For a useful summary check out Stephen Sawchuk, but the report itself is a mere seven accessible pages so I encourage you read it yourself.

The bottom line for the ASA is that they are optimistic about the use of "statistical methodology" to improve and evaluate educational interventions, but current value-added models have many limitations that make them difficult to interpret and apply, especially when evaluating individual teachers.

If you read the report yourself - and don't just scan for the bits you find convenient - you will see that at various points the authors point out that value-added scores correlate with future student outcomes (academic and otherwise) and teachers' own scores in future years. They also discuss ways to improve the reliability of value-added models, and are especially optimistic about using VAMs to help students and schools monitor student progress.

The report does, of course, emphasize that caution is needed when interpreting and using VAM data, but even here it is important to remember that all methods of evaluation have limitations. That reformers often do not understand those limitations is no excuse for pretending the alternatives are not limited in their own ways.

 None of which is to say this report is a major vindication for reformers.  Make no mistake: this report throws a great deal of cold water on the sorts of VAM proposals that prominent reformers are often associated with, which are often rooted in deep misunderstandings of statistics and labor markets and promoted with over-the-top, unrealistic rhetoric.

Nevertheless, it requires a considerable degree of cherry-picking and motivated reasoning to suggest that this report - which explicitly refuses to condemn any particular policy - is a blanket rejection of value-added modeling.

 On the contrary: the advice in this report is entirely consistent with the frequent use of VAM in education, even in some cases as a component of individual teacher evaluation. Such accountability regimes may or may not be optimal, but they are by no means ruled out by the authors' conclusions.

In their over-eagerness to give reformers a black eye, reform critics are obscuring considerable nuance.

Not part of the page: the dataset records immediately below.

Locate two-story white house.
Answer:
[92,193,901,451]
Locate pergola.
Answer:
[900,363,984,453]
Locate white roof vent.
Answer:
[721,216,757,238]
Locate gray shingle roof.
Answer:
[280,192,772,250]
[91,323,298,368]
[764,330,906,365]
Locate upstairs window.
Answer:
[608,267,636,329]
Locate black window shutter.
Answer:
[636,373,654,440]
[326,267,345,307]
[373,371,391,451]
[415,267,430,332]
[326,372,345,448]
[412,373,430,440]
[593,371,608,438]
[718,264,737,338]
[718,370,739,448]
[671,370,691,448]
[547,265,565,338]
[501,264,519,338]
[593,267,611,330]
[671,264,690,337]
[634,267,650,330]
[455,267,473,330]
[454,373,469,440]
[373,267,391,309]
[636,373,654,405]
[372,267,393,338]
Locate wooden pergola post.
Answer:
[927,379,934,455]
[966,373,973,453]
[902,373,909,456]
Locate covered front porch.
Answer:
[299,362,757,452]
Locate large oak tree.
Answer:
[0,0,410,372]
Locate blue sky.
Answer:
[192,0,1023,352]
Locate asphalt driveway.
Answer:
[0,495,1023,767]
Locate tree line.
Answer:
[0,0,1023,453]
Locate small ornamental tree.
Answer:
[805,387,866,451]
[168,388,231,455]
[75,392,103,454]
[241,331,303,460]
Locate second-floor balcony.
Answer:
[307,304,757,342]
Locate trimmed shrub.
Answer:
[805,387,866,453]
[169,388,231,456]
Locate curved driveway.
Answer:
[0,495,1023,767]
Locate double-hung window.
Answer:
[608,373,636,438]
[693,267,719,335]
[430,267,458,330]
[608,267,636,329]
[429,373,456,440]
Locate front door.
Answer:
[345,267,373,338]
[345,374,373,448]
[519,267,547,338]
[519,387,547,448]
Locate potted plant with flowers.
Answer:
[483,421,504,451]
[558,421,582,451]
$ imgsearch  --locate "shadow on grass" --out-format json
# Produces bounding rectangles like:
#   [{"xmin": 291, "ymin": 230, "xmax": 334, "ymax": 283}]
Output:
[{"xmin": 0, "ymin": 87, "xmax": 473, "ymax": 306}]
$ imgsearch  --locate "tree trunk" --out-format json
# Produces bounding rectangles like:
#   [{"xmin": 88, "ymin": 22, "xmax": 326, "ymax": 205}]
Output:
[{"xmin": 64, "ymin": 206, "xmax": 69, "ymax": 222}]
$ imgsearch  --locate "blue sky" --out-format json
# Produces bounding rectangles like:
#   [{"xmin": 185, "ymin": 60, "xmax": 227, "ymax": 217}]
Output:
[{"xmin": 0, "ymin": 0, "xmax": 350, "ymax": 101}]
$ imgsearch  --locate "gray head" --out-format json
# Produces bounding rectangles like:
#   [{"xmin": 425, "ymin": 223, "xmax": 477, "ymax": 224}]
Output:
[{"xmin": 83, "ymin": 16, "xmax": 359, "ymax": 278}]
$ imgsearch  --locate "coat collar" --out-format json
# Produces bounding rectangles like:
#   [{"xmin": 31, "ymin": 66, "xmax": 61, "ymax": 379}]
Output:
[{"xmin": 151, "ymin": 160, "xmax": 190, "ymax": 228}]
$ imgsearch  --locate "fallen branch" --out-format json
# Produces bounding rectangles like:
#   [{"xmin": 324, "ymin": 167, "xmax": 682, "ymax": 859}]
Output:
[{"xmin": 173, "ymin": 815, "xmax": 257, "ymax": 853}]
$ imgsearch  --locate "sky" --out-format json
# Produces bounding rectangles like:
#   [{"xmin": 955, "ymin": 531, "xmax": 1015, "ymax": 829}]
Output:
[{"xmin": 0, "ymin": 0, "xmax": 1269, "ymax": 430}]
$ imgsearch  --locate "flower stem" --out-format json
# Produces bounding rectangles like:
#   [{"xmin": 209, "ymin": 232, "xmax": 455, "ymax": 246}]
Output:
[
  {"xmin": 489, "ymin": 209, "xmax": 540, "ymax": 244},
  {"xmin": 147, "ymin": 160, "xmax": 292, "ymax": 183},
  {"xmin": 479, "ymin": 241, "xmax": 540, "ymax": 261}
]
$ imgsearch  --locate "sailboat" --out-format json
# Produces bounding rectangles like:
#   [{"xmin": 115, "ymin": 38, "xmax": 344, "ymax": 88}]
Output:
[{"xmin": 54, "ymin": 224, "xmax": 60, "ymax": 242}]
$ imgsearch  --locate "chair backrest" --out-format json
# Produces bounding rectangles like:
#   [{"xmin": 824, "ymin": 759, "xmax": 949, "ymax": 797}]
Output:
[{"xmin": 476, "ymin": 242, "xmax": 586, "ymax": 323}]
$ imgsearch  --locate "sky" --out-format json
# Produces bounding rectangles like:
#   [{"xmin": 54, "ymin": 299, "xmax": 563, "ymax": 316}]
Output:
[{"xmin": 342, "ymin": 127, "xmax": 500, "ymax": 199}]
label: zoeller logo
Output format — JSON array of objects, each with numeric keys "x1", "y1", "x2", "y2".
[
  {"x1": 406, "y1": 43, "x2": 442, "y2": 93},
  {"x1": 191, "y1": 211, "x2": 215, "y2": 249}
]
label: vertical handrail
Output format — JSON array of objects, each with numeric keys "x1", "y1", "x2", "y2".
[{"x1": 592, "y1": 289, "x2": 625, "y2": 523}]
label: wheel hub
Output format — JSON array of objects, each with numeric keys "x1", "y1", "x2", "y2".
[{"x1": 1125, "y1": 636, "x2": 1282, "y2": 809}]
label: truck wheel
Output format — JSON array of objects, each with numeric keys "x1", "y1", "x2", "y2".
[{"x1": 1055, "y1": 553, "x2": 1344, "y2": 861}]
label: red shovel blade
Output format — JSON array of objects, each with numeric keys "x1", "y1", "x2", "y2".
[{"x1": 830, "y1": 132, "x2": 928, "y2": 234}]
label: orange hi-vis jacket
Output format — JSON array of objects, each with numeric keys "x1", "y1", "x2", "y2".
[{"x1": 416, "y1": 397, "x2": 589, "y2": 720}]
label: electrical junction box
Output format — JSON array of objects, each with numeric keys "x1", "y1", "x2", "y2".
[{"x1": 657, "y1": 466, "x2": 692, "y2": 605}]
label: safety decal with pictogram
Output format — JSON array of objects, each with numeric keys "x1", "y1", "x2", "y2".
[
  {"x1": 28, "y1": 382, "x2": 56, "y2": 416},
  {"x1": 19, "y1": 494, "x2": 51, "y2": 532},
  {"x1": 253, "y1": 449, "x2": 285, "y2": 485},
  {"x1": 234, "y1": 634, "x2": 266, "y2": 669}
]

That might be politically savvy, but it's probably not ideal for improving education policy. - PB (@MrPABruno) (image source)

Comments

Feed You can follow this conversation by subscribing to the comment feed for this post.

These quotes from the summary seem pretty unarguably damning, Paul, given that teachers' careers and lives are being ripped apart by the devotion to VAM.


"VAMs typically measure correlation, not causation:
Effects – positive or negative –
attributed to a teacher may actually be caused by o
ther factors that are not captured in
the model."

"Under some conditions, VAM scores and rankings can
change substantially when a
different model or test is used."

"Most VAM studies find
that teachers account for about 1% to 14% of the va
riability in test scores, and that the
majority of opportunities for quality improvement a
re found in the system-level
conditions. Ranking teachers by their VAM scores ca
n have unintended consequences
that reduce quality."

As I said, because VAM - like any potential evaluation method - has limitations, it is possible to misuse. But, again, this report also explicitly refuses to make any specific condemnations. Clearly, many readers are eager to make sweeping (and to varying degrees justified) inferences from this report about their least-favorite specific policies, but those are their own condemnations, not condemnations made by the report.

If the 'anti-reform' movement is adopting the positions laid out in this report - about the substantial promising potential uses of VAM - I would consider that good news.

Hey Paul,

I'm glad you wrote about the nuance of the ASA piece, and I agree with you that opponents of VAM have seriously misinterpreted these results. While I appreciate your note that "this report throws a great deal of cold water on the sorts of VAM proposals that prominent reformers are often associated with," I think it's important to recognize that the report suggests that Rhee-type reformers are considerably more wrong about VAM than Ravitch. The report very clearly indicates that nearly every current use of VAM is highly problematic, and as a result, I don't find this sentence particularly accurate: "the advice in this report is entirely consistent with the frequent use of VAM in education, even in some cases as a component of individual teacher evaluation."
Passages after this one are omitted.